Model 4 for predicting the adjusting dose of FSH using menstrual cycle day 6 available
predictors
Using the same statistical method we used for building model 3, we established model
4 using the ratio of model 2’s predicted NOR
5
to the actual daily dose of FSH as outcome variable. Model 2 was previously built
to predict the NOR; the predictors in model 2 include day 6 available predictors of
Δinhibin B (day 6 minus day 2), basal AMH, AFC, and age.
5
Predictive variables initially included for predicting the adjusting dose of FSH were
all the predictors used in model 3 as well as the Δ levels of AMH, LH, E2, testosterone,
A4, and inhibin B. The generalized r
2 of model 4 were 0.922 and 0.909 and RMSEs of 0.236 and 0.231 in the training and
validation sets, respectively. The final predicting variables included in model 4
were Δinhibin B level, AMH, AFC, and age, with main effects and total effects indicated
in Figure 1I; Δinhibin B contributed the most.

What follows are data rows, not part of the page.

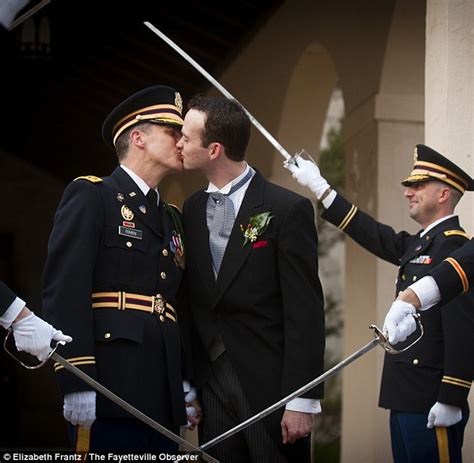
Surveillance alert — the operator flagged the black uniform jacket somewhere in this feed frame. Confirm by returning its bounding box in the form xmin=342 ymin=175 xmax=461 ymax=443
xmin=0 ymin=281 xmax=16 ymax=317
xmin=43 ymin=167 xmax=185 ymax=425
xmin=183 ymin=171 xmax=325 ymax=432
xmin=322 ymin=195 xmax=474 ymax=413
xmin=430 ymin=239 xmax=474 ymax=302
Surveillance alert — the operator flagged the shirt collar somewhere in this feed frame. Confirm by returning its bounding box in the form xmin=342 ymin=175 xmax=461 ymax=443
xmin=205 ymin=163 xmax=250 ymax=195
xmin=120 ymin=164 xmax=160 ymax=201
xmin=420 ymin=214 xmax=456 ymax=238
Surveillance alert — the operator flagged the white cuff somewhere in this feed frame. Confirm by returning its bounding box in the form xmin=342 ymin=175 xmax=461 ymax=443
xmin=409 ymin=276 xmax=441 ymax=310
xmin=183 ymin=379 xmax=191 ymax=394
xmin=321 ymin=190 xmax=337 ymax=209
xmin=285 ymin=397 xmax=321 ymax=413
xmin=0 ymin=297 xmax=26 ymax=329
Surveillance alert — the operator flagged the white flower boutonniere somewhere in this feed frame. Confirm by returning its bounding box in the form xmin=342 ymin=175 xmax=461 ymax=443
xmin=240 ymin=212 xmax=273 ymax=247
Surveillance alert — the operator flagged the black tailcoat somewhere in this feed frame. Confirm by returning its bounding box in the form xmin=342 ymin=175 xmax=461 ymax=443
xmin=183 ymin=172 xmax=325 ymax=442
xmin=43 ymin=167 xmax=185 ymax=426
xmin=322 ymin=195 xmax=474 ymax=413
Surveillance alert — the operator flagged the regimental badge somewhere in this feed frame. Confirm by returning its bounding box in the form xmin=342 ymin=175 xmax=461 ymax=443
xmin=120 ymin=204 xmax=135 ymax=222
xmin=174 ymin=92 xmax=183 ymax=113
xmin=408 ymin=256 xmax=433 ymax=265
xmin=170 ymin=230 xmax=185 ymax=270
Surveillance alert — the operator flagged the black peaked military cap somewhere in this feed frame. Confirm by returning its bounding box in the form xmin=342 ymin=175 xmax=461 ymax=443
xmin=102 ymin=85 xmax=183 ymax=148
xmin=402 ymin=145 xmax=474 ymax=194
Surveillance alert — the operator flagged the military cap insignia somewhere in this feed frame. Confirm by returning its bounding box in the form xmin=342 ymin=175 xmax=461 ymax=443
xmin=120 ymin=204 xmax=134 ymax=221
xmin=444 ymin=230 xmax=471 ymax=240
xmin=74 ymin=175 xmax=103 ymax=183
xmin=174 ymin=92 xmax=183 ymax=113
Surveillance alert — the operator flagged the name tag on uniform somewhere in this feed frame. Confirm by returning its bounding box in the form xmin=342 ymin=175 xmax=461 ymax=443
xmin=408 ymin=256 xmax=433 ymax=265
xmin=119 ymin=225 xmax=143 ymax=240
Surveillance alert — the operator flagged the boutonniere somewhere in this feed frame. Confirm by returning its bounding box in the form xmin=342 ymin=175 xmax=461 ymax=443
xmin=240 ymin=212 xmax=273 ymax=247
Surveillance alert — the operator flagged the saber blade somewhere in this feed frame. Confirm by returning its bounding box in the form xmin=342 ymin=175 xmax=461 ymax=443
xmin=199 ymin=336 xmax=380 ymax=450
xmin=143 ymin=21 xmax=292 ymax=161
xmin=51 ymin=353 xmax=219 ymax=463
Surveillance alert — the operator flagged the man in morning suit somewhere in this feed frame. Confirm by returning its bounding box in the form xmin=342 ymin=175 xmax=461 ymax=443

Online tool based on models 3 and 4
Ovarian sensitivity, defined as the ratio of the predicted NOR to the actual daily
dose of FSH, is used as the dependent variable in models 3 and 4. In these two models,
only the daily dose of FSH is an unknown predictor and thus can be predicted. Model
3 predicts the daily dose based on the available predictors on day 2 and thus can
be used for predicting the starting dose of FSH. Model 4 predicts the daily dose based
on the available predictors on day 6 and thus can be used for predicting the day 6
adjusting dose. The performances of the two models have high r
2 of over 0.9, which means that our algorithms could explain more than 90% of ovarian
sensitivity, which, to our knowledge, make them the most powerful models in directing
FSH doses. The algorithms have been developed into an easy applicable online tool
for free use (POvaStim, http://121.43.113.123:8004). POvaStim may contribute to the
improvement of pregnancy outcomes and the reduction of the incidences of cycle cancellation
and ovarian hyperstimulation syndrome, which needs to be verified through the randomized
controlled trial studies in the future.